While Virginia promotes best practices through its call matrix recommendations and protocols, only two elements of the 911 call matrix are requirements: level 1 calls must divert to the 988 call centers, and 911 must dispatch a traditional first responder for a level 4 call. However, many communities in the state are expanding their mobile crisis services to meet best practice standards and developing 911 diversion programs. “They understand that law enforcement isn’t the right response for a person in a mental health crisis,” says Robinson-Jones. 

To further coordinate the 911 and behavioral health crisis systems, Virginia law requires local law-enforcement departments, including police officers at colleges and universities, to enter memorandums of agreement with mobile crisis response providers. Mobile crisis or community care teams might respond alone or with police backup, depending on the severity of the situation. However, law enforcement would be available to provide backup, if needed, and under the state’s protocols and best practices. 

Under state code, law enforcement must have a specialized behavioral health response when diversion isn’t feasible. Besides training, the crisis response should consider how the presence of a uniformed officer or marked police vehicle can affect care.
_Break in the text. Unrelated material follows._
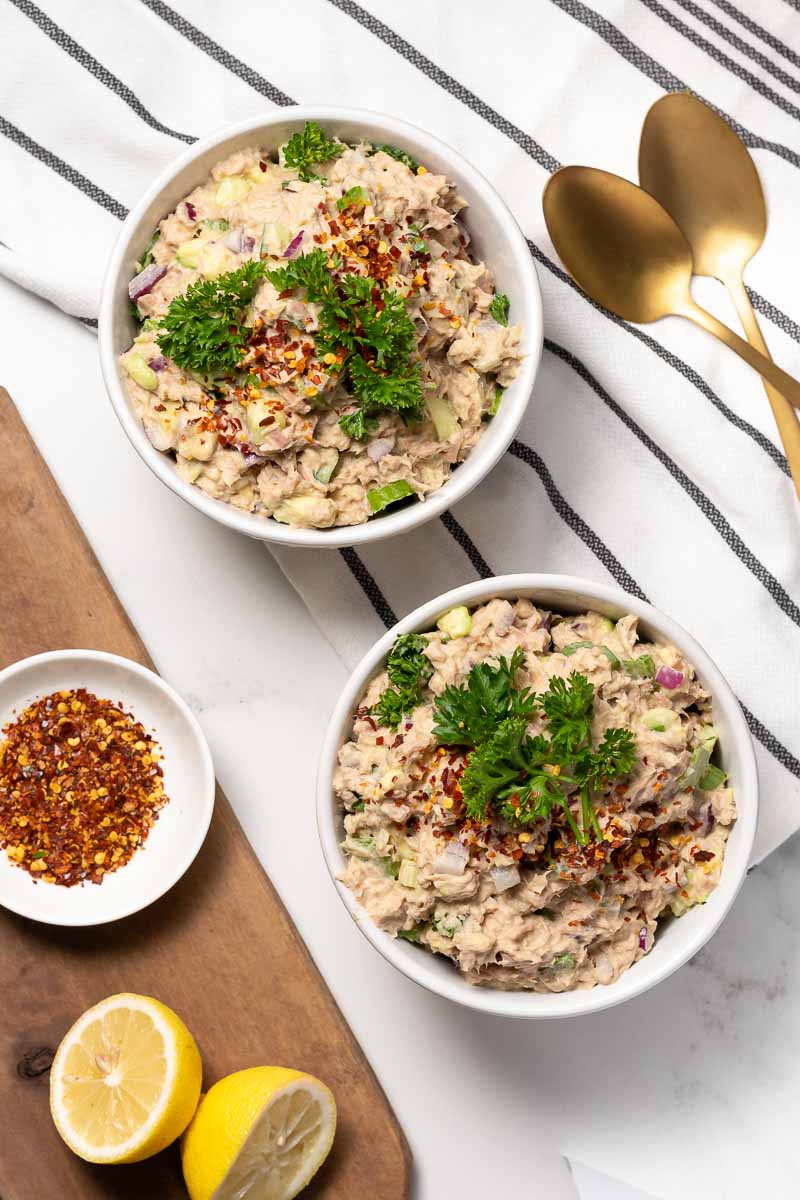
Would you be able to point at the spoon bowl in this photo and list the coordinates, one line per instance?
(618, 243)
(629, 255)
(693, 163)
The aim, says Robinson-Jones, is to effectively divert mental health and substance use crises to the behavioral health crisis system, even in high-risk cases. “Once safety is determined,” she says, “it’s critical to involve behavioral health workers in situations with a large behavioral health component.”

The agreements between mobile crisis services and law enforcement help define bidirectional responsibilities and establish direct pathways to one another through priority, dedicated access lines. “988 can rapidly transfer calls to a PSAP,” she says. “and vice versa—calls that start at 911 can quickly divert to 988.” The lines are prioritized, and because they’re dedicated, it’s clear which public safety answering point is outreaching 988. “This helps when a call needs to be sent back and with data collection.” 

In March, the state legislature amended the Marcus-David Peters Act to allow communities with a population of 40,000 or less to opt out of having a specialized police response to behavioral health calls and opt out of formal agreements between law enforcement and crisis hubs. This affects roughly 19% of Virginia’s population. However, all communities, regardless of size, must establish local protocols for 911 diversion to a crisis call center for “risk assessment and engagement.” “That includes,” notes Robinson-Jones, “assessment for a mobile crisis or community care team, if available.” The state is developing a survey geared to key players in smaller localities to determine barriers to implementing the Marcus alert.

A diverse workgroup of law enforcement, state agencies, behavioral health organizations, and social justice, racial equity, and disability advocates developed Virginia’s 911 call matrix and protocols. “We wanted to look at standardization and divert behavioral health calls to the regional 988 call centers,” she points out. The state is also reviewing law enforcement policies and practices and establishing protocols to decrease arrests and use-of-force incidents. “We are reviewing those policies at the state level.” However, localities are doing much of the work. “We developed a statewide plan and framework, but it’s locally implemented.” 

What Robinson-Jones is most proud of is the community involvement in developing the Marcus alert system. “People from marginalized communities have long felt they didn’t have a voice to share what they needed from Virginia’s crisis system,” she says. “It can be scary and traumatizing to have someone in uniform show up on the worst day of your life.” 

She points out that local communities and their partners need to examine how to improve the situation, while state plans need to consider that “each community has its own history and unique differences.” “States must allow them to adapt the plan in a way that makes sense for them.”